Scaling the great firewall

As of now,there is no international consensus on what cybersecurity means

Written by Vivek Mohan |
March 8, 2013 3:55:07 am

It seems a day doesn’t go by without reports of cyber attacks,calls for reform and action. President Barack Obama discussed the issue in his State of the Union address. Mandiant,a cybersecurity consultancy,has issued a report detailing the activities of a group it alleges is affiliated to the People’s Liberation Army of China and responsible for infiltrating over 100 organisations within the US.

The importance of cybersecurity has been affirmed at the highest levels of government,media and industry. Yet,there is no clear path forward. Illustrative of this difficulty is what some refer to as a “definitional issue”: there isn’t even international consensus on what “cybersecurity” means. Various actors have different conceptions,including a grab-bag of issues such as cybercrime,industrial espionage,cyberwarfare,protection of critical infrastructure,internet freedom,responsibility for assigning domain names and numbers.

In the US,a range of legislative and executive measures have been considered to deal with the proliferation of threats in cyberspace. In response to a legislative impasse,Obama issued an executive order to deal with issues raised by proposed legislation. While this was a step in the right direction,Obama did well to call for a legislative solution. Some of the key aspects of cybersecurity reform,including liability provisions for corporations that engage in information sharing as well as the power to develop and implement mandatory standards to protect critical infrastructure,cannot be done without Congressional approval.
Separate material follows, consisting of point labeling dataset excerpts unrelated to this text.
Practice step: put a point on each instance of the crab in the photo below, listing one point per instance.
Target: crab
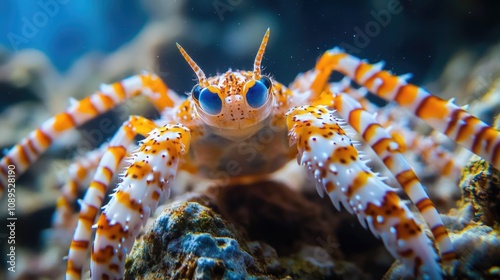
(214, 133)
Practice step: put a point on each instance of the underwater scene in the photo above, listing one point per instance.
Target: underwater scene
(237, 139)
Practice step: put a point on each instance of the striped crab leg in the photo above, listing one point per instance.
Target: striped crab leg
(444, 116)
(390, 153)
(329, 155)
(79, 172)
(92, 201)
(152, 168)
(30, 148)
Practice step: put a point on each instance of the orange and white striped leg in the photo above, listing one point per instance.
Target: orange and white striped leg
(444, 116)
(329, 155)
(152, 168)
(390, 153)
(31, 147)
(92, 201)
(79, 171)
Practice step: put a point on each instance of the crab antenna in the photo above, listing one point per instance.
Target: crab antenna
(197, 70)
(258, 57)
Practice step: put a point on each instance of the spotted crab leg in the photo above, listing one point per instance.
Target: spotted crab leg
(30, 148)
(92, 201)
(152, 168)
(329, 155)
(391, 154)
(444, 116)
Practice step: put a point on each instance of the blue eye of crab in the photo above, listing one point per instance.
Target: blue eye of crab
(210, 102)
(257, 94)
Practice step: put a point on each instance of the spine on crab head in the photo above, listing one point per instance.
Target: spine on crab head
(330, 156)
(442, 115)
(152, 168)
(389, 151)
(30, 148)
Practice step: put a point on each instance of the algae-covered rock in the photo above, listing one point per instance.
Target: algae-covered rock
(480, 186)
(190, 241)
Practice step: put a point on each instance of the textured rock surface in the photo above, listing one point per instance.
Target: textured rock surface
(480, 186)
(190, 241)
(473, 226)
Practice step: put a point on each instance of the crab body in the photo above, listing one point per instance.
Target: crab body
(241, 126)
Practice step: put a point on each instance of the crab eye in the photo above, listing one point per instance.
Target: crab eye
(195, 92)
(257, 94)
(210, 102)
(266, 81)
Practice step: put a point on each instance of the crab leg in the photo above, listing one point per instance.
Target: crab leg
(94, 196)
(79, 173)
(152, 168)
(390, 153)
(30, 148)
(444, 116)
(329, 155)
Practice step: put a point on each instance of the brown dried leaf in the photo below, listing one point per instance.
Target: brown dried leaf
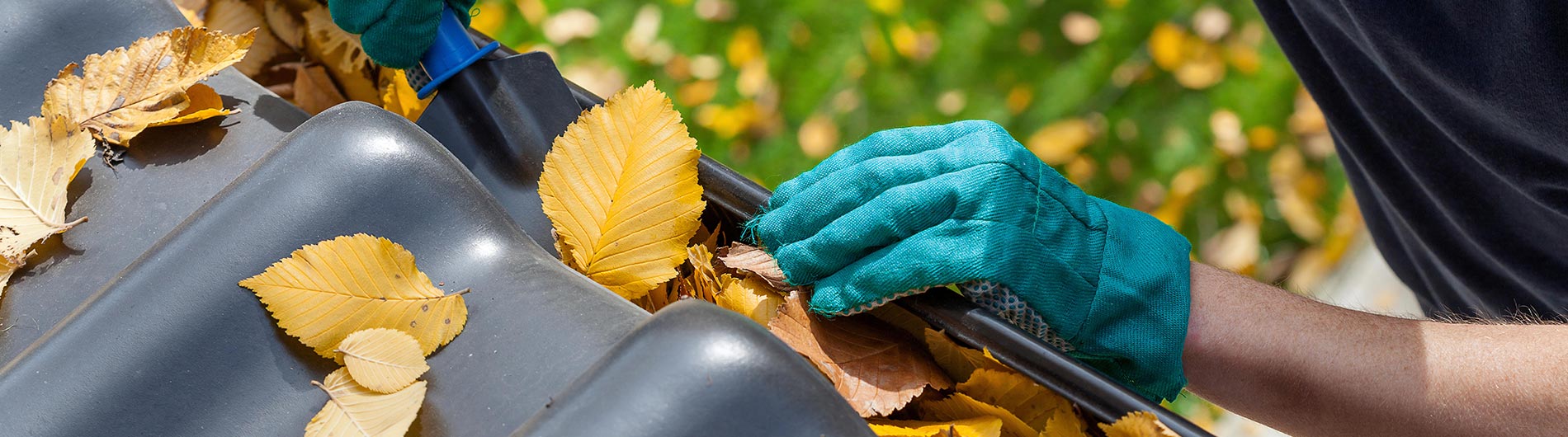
(313, 88)
(979, 426)
(239, 16)
(958, 362)
(204, 104)
(874, 365)
(41, 157)
(342, 55)
(125, 90)
(754, 261)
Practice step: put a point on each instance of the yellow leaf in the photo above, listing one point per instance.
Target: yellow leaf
(328, 290)
(750, 296)
(1024, 398)
(958, 362)
(744, 46)
(383, 359)
(1167, 45)
(399, 97)
(239, 16)
(1064, 423)
(125, 90)
(287, 26)
(874, 365)
(620, 188)
(977, 426)
(36, 163)
(1137, 425)
(352, 409)
(193, 10)
(963, 406)
(204, 104)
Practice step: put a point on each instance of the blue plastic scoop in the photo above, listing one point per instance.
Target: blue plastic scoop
(451, 54)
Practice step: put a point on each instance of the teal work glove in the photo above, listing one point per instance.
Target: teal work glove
(963, 203)
(395, 33)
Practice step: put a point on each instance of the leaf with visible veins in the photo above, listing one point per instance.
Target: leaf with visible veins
(876, 367)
The US has largely portrayed itself as a victim of Chinese cyber-attacks. While there is a significant degree of industrial espionage,it is important to understand this outcry within a broader set of issues. David Sanger’s Confront and Conceal essentially confirmed the US was behind the development of Stuxnet,a worm designed to impair centrifuges at Iran’s Natanz nuclear facility. There is no doubt among the informed that the US has developed significant capacity in the cyber domain through the US Cyber Command and the National Security Agency.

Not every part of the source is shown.